Packaging complexity: large multi-arm studies greatly increase the number of packaging configurations needed to conduct a trial. A study with at least one active control, one placebo, and a development candidate can easily have six or more packaging configurations, depending on the protocol. If the study is being conducted in multiple countries, labeling the packages to incorporate multiple languages is an additional challenge.

Forecasting complexity: large multi-country studies make clinical supply forecasting very difficult. For example, estimating how many kits will be required in each country means being able to forecast enrollment rates with some accuracy, which is extremely difficult. Adaptive trials further complicate the problem.

Logistical complexity: shipping clinical supplies to multiple countries raises problems such as transportation and storage under good manufacturing practice (GMP) conditions. Because of the growing number of biologics, maintenance of temperature conditions across the supply chain, i.e., cold chain management, has become a major concern.

CLINICAL SUPPLY ARMS RACE

The growing complexity of clinical trials and the clinical supply chain has opened up an "arms race" in the clinical supply chain industry because participants are competing to offer the most sophisticated capabilities. For instance, clinical packagers are investing millions in information systems that can track individual packages from the warehouse shelf through every step in the supply chain, all the way to the clinic or physician's office where the patient receives his drug supply.

In addition, supply chain complexity has boosted the importance of a range of specialty providers and services across the supply chain. Some examples are below.

  • Comparator sourcing companies that specialize in procuring drugs used as active controls in clinical trials. This is an intricate undertaking because bio/pharmaceutical companies often require large quantities of a drug from a single manufacturing lot when conducting active control trials.

  • Courier companies that specialize in shipping materials to clinical sites and depots around the world.
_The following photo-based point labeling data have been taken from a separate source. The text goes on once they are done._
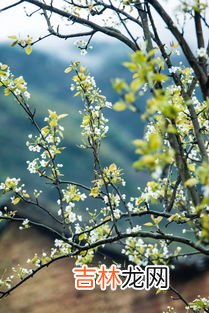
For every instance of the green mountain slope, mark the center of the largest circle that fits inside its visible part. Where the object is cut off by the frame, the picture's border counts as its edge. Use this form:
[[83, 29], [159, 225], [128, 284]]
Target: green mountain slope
[[49, 88]]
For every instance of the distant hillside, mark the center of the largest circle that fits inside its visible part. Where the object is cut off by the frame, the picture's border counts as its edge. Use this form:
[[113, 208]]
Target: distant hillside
[[49, 88]]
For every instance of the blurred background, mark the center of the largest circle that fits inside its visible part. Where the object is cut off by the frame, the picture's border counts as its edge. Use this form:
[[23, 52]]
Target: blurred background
[[53, 290]]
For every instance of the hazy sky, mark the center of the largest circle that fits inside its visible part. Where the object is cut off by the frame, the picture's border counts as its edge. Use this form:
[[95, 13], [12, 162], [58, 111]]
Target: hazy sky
[[15, 22]]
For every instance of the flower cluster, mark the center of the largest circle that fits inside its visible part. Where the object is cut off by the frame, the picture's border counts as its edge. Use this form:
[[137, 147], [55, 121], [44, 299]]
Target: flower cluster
[[16, 86], [47, 144], [94, 124], [71, 195]]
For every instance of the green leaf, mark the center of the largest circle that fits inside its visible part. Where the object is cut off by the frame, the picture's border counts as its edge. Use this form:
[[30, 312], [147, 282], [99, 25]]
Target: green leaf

This is a booming business, with high double-digit growth rates.

  • Clinical supply depots that provide GMP-compliant storage for packaged clinical supplies. Depots enable bio/pharmaceutical companies to ship multiple kits to a country at one time, reducing shipping and customs-clearing costs, and ensuring timely delivery to patients. Once an ancillary service offered by a few contract research organizations (CROs), clinical supply depots now are a critical link in the supply chain.

ADVANTAGE OUTSOURCING

The ability to deal with the complexity of the clinical supply process has shifted the balance of power in the clinical supply chain to CROs, especially the major clinical packagers and logistics services providers. Being able to handle clinical supply chain complexity requires major investments in information technology and specialized packaging and labeling equipment. It also rewards companies with the know-how to devise sophisticated solutions for complex supply chain problems and the experience to accurately and safely implement those sophisticated solutions.

Only companies that handle hundreds of clinical supply projects annually can use the experience to devise and implement those sophisticated solutions and afford to make the necessary investments. There is no way that bio/pharmaceutical companies can hope to match those capabilities in their in-house clinical supply operations.